2

I have a python dict that looks like this:

file_dict = {'a.txt' : <#:text_object>, 'b.txt': <#:text_object>, 'c.txt': <#:text_object>}

The value text_object is an object that contains a bunch of analytic data about the file. It's an object like this...

class text_object:
     #...a bunch of methods and setters...
     def get_word_count(self):
          return self.word_count #integer value

These objects are in a dict so that I can find specific files and their corresponding data quickly via their filename. I want to sort the file_dict in word_count order so I can output the objects with the smallest word count to help find anomalies in the data collection process.

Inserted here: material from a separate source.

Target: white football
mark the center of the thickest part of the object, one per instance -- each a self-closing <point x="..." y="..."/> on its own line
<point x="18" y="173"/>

How do I sort the file_dict based on the value in the text_object.get_word_count() classes stored within it?

Joshua Hedges
  • 307
  • 4
  • 16
  • 1
    Implement the `__lt__` method to make the python sorting tools work. I think this is a dup of https://stackoverflow.com/questions/7152497/making-a-python-user-defined-class-sortable-hashable – tdelaney Aug 27 '21 at 15:18
  • 1
    The question linked as duplicate is questionable. Why implement `__lt__` when `sorted` can take a `key` argument? – Stef Aug 27 '21 at 15:22
  • 1
    I also disagree with the closure, as implementing `__lt__` for the `text_object` class still won't help in sorting the dictionary itself. – ddejohn Aug 27 '21 at 15:24
  • @blorgon has a good point. Can you clarify what you mean by sorting the dictionary? I took it to mean sorting the values, as in `sorted(file_dict.values())`. – tdelaney Aug 27 '21 at 15:28
  • Dictionaries kindof maintain insertion order (but not really because reasssigning an existing key keeps the key's original postion) so you could sort and then rebuild the dict as done in an answer below. Is that what you want? You end up with a dict where its `keys()` and `values()` are sorted? – tdelaney Aug 27 '21 at 15:32
  • 2
    @stef - When you control the definition of a class and want to make it sortable, `__lt_` is better than having to dup the sort logic everywhere you want sorting. It also enables other comparisons on objects besides sorting. I think OP wants `.get_word_count()` to be the canonical sort value of the class. If it turns out OP just wants this sorting behavior in this particular case, he can mention that here in the comments and then we can remove the dup. – tdelaney Aug 27 '21 at 15:41
  • 1
    Guys, I've read the duplicate answer and it really isn't much of an answer. I don't understand your standards here because the other related question doesn't even provide a solid code example in their question. I have had admins remove a question for not having code in the question. It also isn't very clear how to implement the __lt__ method from the alternate answer. I think my question would add value to Stack Overflow so I ask that you please let it be considered for answers. – Joshua Hedges Aug 27 '21 at 19:14
  • You have both a link to a duplicate and an answer below. The duplicate indicating `__lt__` is good for when there is a single method of sorting your objects. The answer below is good when there are lots of different ways you need to sort your objects. (And the duplicate was asked 10 years ago, so 'standards' have developed since) – quamrana Aug 27 '21 at 19:22
  • 1
    @JoshuaHedges I've addressed your question of how to implement `__lt__` in an edit to my answer below. – ddejohn Aug 27 '21 at 19:54

1 Answers1

3

I believe this'll do the trick, but I can't test it without your actual dictionary and the objects. I suggest providing a sample of your data.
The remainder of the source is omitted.